PyTorch-Model-Compare icon indicating copy to clipboard operation
PyTorch-Model-Compare copied to clipboard

Works fine with the whole model but raise "NANs" on selected layers.

Open PengHongyiNTU opened this issue 2 years ago • 3 comments

When I was trying to compare the same model trained on different datasets, I encountered a weird problem:

It works fine when I compare all layers: cka = CKA(model1, model2, device='cuda', model1_name='model1', model2_name='model2')

But, when I try to compare a selected subset of layers: cka = CKA(model1, model2, device='cuda', model1_name='model1', model2_name='model2', model1_layers=list(model1.state_dict().keys())[:5], model2_layers=list(model2.state_dict().keys())[:5]) It raises:

HSIC computation resulted in NANs

Do you have any idea how to fix this? Thank you very much.

PengHongyiNTU avatar Sep 14 '22 20:09 PengHongyiNTU

In my case, the NaNs issue was raised when there was no hook created (here), in which case no feature would return here, resulting in the divided-by-zero error at L180. It might be helpful to see if the hooks are being generated properly.

kssteven418 avatar Oct 16 '22 21:10 kssteven418

I think an issue I am having is no matter what, in line 134 ((N - 1) * (N - 2)) ends up equalling 0 because the matrix being passes is always a size 2x2 from around line 181 K = X @ X.t().

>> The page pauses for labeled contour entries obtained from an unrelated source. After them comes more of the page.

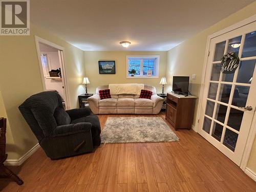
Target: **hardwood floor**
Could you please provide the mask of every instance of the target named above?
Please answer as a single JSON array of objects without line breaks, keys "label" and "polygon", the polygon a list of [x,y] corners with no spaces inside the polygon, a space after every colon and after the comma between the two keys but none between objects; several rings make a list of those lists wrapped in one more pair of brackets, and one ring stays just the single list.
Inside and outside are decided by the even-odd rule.
[{"label": "hardwood floor", "polygon": [[[108,117],[131,116],[99,117],[103,127]],[[163,112],[150,116],[165,120]],[[57,161],[40,148],[20,166],[10,167],[24,184],[2,179],[0,190],[255,191],[256,182],[198,134],[175,132],[179,142],[103,144],[94,153]]]}]

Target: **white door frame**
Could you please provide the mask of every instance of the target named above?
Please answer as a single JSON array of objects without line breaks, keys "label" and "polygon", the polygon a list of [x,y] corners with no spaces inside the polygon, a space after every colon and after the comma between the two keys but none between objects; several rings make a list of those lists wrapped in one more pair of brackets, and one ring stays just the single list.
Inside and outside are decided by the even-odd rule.
[{"label": "white door frame", "polygon": [[66,78],[67,76],[65,70],[65,63],[64,62],[65,55],[64,48],[36,35],[35,35],[35,42],[36,48],[36,51],[37,53],[37,58],[38,59],[39,68],[40,69],[40,73],[41,75],[41,80],[42,81],[42,87],[44,91],[46,90],[46,88],[45,81],[45,77],[44,76],[44,71],[42,67],[42,65],[41,60],[41,56],[40,53],[40,48],[39,47],[39,43],[41,42],[42,44],[47,45],[49,46],[56,48],[59,50],[62,51],[63,55],[62,54],[61,54],[61,57],[60,57],[59,54],[58,55],[59,55],[59,58],[60,59],[61,59],[61,62],[60,62],[60,68],[62,70],[61,77],[62,78],[62,83],[64,84],[64,94],[65,94],[66,99],[66,100],[65,101],[65,106],[66,107],[66,109],[68,110],[69,109],[70,109],[69,91],[68,83],[67,82],[67,78]]},{"label": "white door frame", "polygon": [[[226,33],[230,31],[233,31],[236,29],[239,28],[241,27],[244,26],[246,25],[249,24],[251,23],[254,22],[256,21],[256,14],[252,16],[250,16],[244,20],[243,20],[241,22],[238,22],[238,23],[233,25],[231,26],[229,26],[224,29],[223,29],[220,31],[218,31],[216,33],[215,33],[210,35],[209,35],[207,37],[207,44],[206,44],[206,49],[205,50],[205,55],[204,57],[204,67],[203,69],[203,73],[202,75],[202,81],[201,81],[201,86],[200,88],[200,94],[199,94],[199,108],[197,112],[197,117],[198,119],[196,122],[196,132],[198,132],[198,123],[199,122],[200,118],[200,114],[201,112],[201,105],[203,102],[203,91],[205,88],[205,73],[206,71],[207,68],[207,64],[208,61],[208,55],[209,55],[209,46],[210,46],[210,41],[211,39],[216,37],[218,36],[223,35],[223,34]],[[203,120],[201,119],[201,120]],[[256,134],[256,115],[253,116],[253,118],[252,119],[252,123],[251,124],[251,127],[250,128],[250,131],[249,132],[248,136],[247,138],[247,140],[246,141],[246,144],[245,145],[245,150],[244,151],[244,153],[243,154],[243,157],[242,158],[242,160],[240,164],[240,168],[243,170],[245,171],[245,168],[246,168],[246,165],[248,163],[248,161],[249,160],[249,157],[250,157],[250,152],[251,151],[251,148],[252,147],[252,145],[253,144],[253,141],[254,140],[255,136]]]}]

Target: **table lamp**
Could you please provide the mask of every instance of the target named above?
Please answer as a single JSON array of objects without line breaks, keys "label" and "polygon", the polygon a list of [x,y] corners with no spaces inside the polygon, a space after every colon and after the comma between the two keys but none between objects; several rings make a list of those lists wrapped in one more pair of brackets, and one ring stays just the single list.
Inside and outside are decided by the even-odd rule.
[{"label": "table lamp", "polygon": [[87,93],[87,84],[90,83],[90,82],[89,81],[89,79],[88,79],[88,77],[83,77],[82,84],[86,85],[86,93],[84,93],[84,95],[88,95],[88,93]]},{"label": "table lamp", "polygon": [[162,95],[164,95],[164,93],[163,93],[163,86],[164,84],[166,84],[166,79],[165,78],[165,77],[162,77],[162,78],[161,79],[161,81],[159,83],[159,84],[162,84],[163,85],[163,91],[162,92]]}]

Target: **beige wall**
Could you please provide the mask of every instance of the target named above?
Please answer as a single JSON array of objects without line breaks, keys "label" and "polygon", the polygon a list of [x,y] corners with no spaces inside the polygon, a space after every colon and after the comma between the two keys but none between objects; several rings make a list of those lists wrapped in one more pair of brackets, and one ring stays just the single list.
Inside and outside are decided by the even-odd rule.
[{"label": "beige wall", "polygon": [[[126,79],[126,55],[160,55],[159,76],[158,78]],[[156,87],[158,93],[161,93],[159,82],[162,77],[165,76],[166,52],[137,51],[86,51],[84,52],[86,75],[91,84],[88,86],[89,93],[95,93],[96,88],[109,83],[141,83]],[[115,60],[115,74],[100,74],[98,61],[100,60]]]},{"label": "beige wall", "polygon": [[[18,110],[32,94],[43,91],[34,35],[65,48],[65,60],[71,108],[76,108],[84,75],[83,52],[48,32],[31,25],[30,36],[0,37],[0,87],[17,158],[37,143]],[[9,141],[8,141],[9,142]],[[11,153],[8,150],[8,153]]]},{"label": "beige wall", "polygon": [[[2,92],[0,91],[0,117],[4,117],[8,119],[5,106],[4,104]],[[16,159],[17,158],[16,147],[14,144],[13,137],[12,137],[12,131],[10,127],[9,121],[7,121],[6,123],[6,151],[8,152],[8,159]]]},{"label": "beige wall", "polygon": [[[167,83],[172,84],[174,75],[197,74],[196,79],[191,80],[191,94],[198,96],[202,79],[204,59],[208,36],[244,19],[256,14],[256,2],[225,19],[218,22],[204,31],[197,34],[168,52],[166,77]],[[196,25],[196,24],[195,24]],[[168,90],[172,90],[170,86]],[[197,103],[196,112],[198,108]],[[194,124],[197,118],[195,117]],[[248,166],[256,172],[256,142],[254,142]]]}]

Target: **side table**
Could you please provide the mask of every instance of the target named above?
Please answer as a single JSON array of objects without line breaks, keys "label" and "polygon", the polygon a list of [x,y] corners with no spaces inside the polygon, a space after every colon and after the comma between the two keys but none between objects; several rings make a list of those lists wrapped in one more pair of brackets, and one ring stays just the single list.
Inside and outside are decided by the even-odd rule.
[{"label": "side table", "polygon": [[161,109],[161,111],[165,111],[165,110],[166,109],[167,94],[165,93],[164,94],[162,94],[162,93],[158,93],[157,95],[158,95],[159,97],[161,97],[164,98],[164,100],[163,101],[163,105],[162,105],[162,109]]},{"label": "side table", "polygon": [[78,102],[79,103],[79,108],[84,108],[86,106],[89,106],[89,103],[88,103],[88,101],[87,101],[87,99],[88,97],[90,97],[93,96],[93,94],[88,94],[88,95],[86,95],[84,94],[78,95]]}]

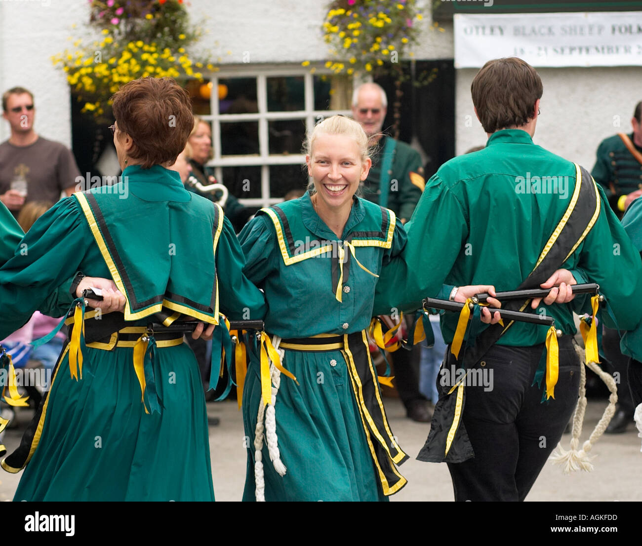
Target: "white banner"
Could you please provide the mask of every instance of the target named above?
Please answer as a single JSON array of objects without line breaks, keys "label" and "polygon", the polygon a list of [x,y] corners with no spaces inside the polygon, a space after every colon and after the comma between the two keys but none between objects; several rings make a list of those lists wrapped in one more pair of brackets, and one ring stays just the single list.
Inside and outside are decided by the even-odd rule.
[{"label": "white banner", "polygon": [[455,13],[455,67],[516,56],[535,67],[642,66],[642,12]]}]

I discovered this happens when the batch size is <= 2. So if anyone else has this issue this might be why!

I set this batch size because this method is so slow and memory consuming. Are there any tricks to it without using large batch sizes or computation?

Maddy12 avatar Nov 03 '22 03:11 Maddy12

I got the same issue: https://github.com/AntixK/PyTorch-Model-Compare/issues/10. Looking for solutions. Thanks!

bryanbocao avatar Mar 11 '23 16:03 bryanbocao